Although I have gone down a completely different career path, at one point I had dreamed of being an astronaut. The vastness of space continues to fascinate me. Therefore I was more than a little excited when I read about this event.
I set a reminder, and at launch time herded the family outside so that we could all stare towards the horizon. The hubby and I thought we saw something pass across the sky. Our eldest tried to follow where we pointed but saw nothing. The rocket was only expected to be visible for three minutes. Our son’s lip began to quiver as we told him that he’d probably missed it.
Eager to avert kiddo’s breakdown we ran inside and turned on the streaming footage, only to be confused to see a very large rocket still on the launch pad. The news broke that the launch was scrubbed. A civilian in a boat had gotten too close to the rocket. Like the Minnow in Gilligan’s Island, had the rocket launched as planned, the tiny ship would have been lost. What we had seen was only a high flying plane.
Terrible news for NASA, but awesome news for us. I told my son there would be a do over!
It was announced that the launch would take place the following day. Unfortunately Tuesday evening had significantly more cloud cover. It was highly unlikely we would see anything, but we tried anyway. Several minutes passed once again with my family out on the lawn looking at the sky.
Back inside, I cued up NASA footage only to see the remnants of a large fire-ball. The voice over the footage announced that there had been a catastrophic accident. My son, who had already ‘missed’ one launch looked to me and asked, “what happened mom?”
I hate to age myself, but I remember being in school when the Challenger Space Shuttle blew up. I was almost exactly the same age as my son is now. We had been watching it live in class. All the teachers were excited because one of their own was a crewman. I remember not quite understanding that the footage I was watching was abnormal or tragic. My teacher hurried to turn off the television as they were forced to explain concepts we weren’t quite ready for.
Thankfully in this instance, the mission was unmanned, saving me from a more complicated conversation with my son. The only damage then when the rocket exploded was material, and he is well aware of the concept of stuff breaking. But the entire event serves as a reminder that there is always a risk of failure whenever you attempt to venture into the unknown, no matter how well you have planned and prepared. And yet, without those willing to take those risks, we would not be able to communicate with those on the other side of the world at the speed of light nor would we have infrared ear thermometers (which both my youngest and I are grateful for) or be able to sleep easy with memory foam.

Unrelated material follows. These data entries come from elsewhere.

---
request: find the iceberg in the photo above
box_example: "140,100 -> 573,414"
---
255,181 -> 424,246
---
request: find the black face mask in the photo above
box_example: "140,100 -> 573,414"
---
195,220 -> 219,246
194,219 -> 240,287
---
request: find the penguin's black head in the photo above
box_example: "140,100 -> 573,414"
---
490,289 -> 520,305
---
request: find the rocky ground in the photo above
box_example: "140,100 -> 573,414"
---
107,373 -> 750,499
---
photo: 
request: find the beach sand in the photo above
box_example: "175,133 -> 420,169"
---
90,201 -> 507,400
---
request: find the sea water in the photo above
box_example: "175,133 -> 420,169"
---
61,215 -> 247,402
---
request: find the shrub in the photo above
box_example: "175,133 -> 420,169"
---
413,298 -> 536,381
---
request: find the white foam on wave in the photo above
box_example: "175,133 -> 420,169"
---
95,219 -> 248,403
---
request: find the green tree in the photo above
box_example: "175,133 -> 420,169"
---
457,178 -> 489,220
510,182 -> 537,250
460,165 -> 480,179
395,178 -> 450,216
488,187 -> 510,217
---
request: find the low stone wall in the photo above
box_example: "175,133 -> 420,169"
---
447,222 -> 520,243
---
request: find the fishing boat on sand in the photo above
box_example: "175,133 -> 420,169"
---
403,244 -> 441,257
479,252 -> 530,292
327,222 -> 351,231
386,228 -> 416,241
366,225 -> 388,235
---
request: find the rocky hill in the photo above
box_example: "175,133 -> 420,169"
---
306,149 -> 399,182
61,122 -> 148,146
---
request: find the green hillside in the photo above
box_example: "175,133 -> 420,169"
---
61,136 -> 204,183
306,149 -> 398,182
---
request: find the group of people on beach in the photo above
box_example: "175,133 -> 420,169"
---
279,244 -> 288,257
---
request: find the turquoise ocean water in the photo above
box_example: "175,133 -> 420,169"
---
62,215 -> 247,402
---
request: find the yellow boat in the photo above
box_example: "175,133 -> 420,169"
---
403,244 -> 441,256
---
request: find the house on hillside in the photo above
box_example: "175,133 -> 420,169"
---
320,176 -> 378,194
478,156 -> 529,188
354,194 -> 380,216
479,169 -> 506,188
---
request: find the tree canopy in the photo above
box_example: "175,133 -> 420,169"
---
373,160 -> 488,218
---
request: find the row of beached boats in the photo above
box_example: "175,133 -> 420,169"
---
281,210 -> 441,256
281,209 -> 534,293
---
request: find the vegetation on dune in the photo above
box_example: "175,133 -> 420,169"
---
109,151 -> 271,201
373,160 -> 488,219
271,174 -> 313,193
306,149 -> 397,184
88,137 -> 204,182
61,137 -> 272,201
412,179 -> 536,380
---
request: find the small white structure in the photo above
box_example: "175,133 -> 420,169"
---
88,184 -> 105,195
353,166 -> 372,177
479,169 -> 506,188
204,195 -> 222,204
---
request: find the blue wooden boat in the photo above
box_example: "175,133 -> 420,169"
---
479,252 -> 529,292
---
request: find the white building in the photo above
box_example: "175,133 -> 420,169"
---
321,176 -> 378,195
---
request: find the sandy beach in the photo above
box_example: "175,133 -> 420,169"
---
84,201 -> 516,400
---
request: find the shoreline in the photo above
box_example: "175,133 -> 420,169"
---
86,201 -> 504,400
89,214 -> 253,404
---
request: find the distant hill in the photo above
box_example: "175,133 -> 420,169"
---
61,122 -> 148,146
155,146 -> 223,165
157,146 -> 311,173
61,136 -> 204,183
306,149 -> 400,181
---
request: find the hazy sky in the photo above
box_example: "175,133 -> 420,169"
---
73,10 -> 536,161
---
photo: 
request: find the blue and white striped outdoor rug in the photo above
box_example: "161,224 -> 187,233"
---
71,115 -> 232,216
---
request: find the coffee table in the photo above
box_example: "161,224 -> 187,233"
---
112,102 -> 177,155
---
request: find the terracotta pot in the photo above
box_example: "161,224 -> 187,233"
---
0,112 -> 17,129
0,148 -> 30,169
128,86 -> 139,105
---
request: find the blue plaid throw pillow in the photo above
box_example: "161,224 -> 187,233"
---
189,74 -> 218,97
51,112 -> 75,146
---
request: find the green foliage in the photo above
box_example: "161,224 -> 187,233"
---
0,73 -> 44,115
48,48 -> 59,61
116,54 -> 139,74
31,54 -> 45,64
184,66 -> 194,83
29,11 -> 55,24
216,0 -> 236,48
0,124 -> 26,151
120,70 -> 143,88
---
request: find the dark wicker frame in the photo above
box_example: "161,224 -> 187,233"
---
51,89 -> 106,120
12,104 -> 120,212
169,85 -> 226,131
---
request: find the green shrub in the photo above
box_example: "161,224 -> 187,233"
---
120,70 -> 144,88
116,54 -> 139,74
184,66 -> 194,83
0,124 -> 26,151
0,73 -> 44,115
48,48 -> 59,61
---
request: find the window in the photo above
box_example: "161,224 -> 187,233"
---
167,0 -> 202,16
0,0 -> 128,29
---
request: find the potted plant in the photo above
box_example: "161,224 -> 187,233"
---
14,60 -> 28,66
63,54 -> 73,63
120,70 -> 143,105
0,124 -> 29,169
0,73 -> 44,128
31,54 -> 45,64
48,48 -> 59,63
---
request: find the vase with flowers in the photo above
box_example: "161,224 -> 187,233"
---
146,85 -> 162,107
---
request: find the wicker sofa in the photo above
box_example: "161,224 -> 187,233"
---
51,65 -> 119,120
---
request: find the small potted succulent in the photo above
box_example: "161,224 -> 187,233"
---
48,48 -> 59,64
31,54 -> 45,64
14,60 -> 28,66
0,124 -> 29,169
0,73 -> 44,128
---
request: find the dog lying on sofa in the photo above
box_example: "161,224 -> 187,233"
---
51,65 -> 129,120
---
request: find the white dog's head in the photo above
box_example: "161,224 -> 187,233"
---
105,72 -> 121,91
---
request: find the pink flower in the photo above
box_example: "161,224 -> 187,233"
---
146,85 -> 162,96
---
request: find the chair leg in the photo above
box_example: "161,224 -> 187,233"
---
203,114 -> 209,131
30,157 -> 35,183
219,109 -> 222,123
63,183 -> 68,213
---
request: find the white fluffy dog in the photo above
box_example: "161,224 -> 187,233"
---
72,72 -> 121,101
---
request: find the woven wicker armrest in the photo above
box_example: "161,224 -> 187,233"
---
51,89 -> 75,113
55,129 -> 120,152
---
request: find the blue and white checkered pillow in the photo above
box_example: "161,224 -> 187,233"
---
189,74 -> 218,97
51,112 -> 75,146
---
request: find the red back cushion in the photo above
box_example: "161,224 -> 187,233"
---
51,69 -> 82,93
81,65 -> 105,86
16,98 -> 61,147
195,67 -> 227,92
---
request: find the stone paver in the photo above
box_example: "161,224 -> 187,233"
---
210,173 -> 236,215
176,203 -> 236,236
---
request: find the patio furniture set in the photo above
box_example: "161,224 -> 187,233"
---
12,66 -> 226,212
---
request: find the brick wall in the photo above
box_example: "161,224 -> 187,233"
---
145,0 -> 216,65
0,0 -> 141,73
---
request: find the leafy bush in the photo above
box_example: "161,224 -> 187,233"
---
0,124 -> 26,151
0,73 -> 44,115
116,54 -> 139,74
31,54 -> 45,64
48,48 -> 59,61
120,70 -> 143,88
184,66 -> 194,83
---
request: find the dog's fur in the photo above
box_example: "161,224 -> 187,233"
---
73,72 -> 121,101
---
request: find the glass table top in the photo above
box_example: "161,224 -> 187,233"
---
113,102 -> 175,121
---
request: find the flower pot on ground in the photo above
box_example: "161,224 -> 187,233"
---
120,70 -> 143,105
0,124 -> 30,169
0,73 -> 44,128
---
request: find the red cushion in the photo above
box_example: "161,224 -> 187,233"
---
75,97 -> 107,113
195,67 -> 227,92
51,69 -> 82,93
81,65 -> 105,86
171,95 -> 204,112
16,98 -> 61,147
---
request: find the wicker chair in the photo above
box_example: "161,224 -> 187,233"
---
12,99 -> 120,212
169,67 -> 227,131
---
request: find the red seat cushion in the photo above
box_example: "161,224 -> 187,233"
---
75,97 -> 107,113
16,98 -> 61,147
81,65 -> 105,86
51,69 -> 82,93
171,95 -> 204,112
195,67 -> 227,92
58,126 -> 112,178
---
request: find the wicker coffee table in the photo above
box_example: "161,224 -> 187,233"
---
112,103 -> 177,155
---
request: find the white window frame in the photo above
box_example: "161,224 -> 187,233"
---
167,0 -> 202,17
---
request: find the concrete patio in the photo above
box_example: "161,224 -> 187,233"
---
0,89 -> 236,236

“The thing that’s important is that we don’t overreact,” William Gerstenmaier, NASA’s associate administrator of human explorations and operations. “I don’t see this as a problem or a concern for us in the future. It’s just more awareness of what we’re trying to go do and it’s not easy.”
There is always the risk of failure in anything worth doing, but there is always an opportunity to learn, and that’s still a gain even if it isn’t necessarily the one you were aiming for.
Today marks my blog’s first anniversary. I began it as a way to help promote my first book, An Uncertain Faith. When I hit that publish button for the first time, I wasn’t sure what to expect, but to date it has been worth the risk. I’ve been able to connect with an extremely supportive community who have been willing to share their own pains and triumphs. I’ve also learned a lot about myself in the process.
Now I am taking another risk. I will be relaunching An Uncertain Faith in November under a different publishing label. As a result, my novel’s first edition will be unavailable for sale for a time. This was not an easy decision, I hate to risk the momentum I’ve been able to gain to date, but I found it to be a necessary one. But I have high hopes that this decision will prove to be less catastrophic, and a more rewarding launch than the events of this week.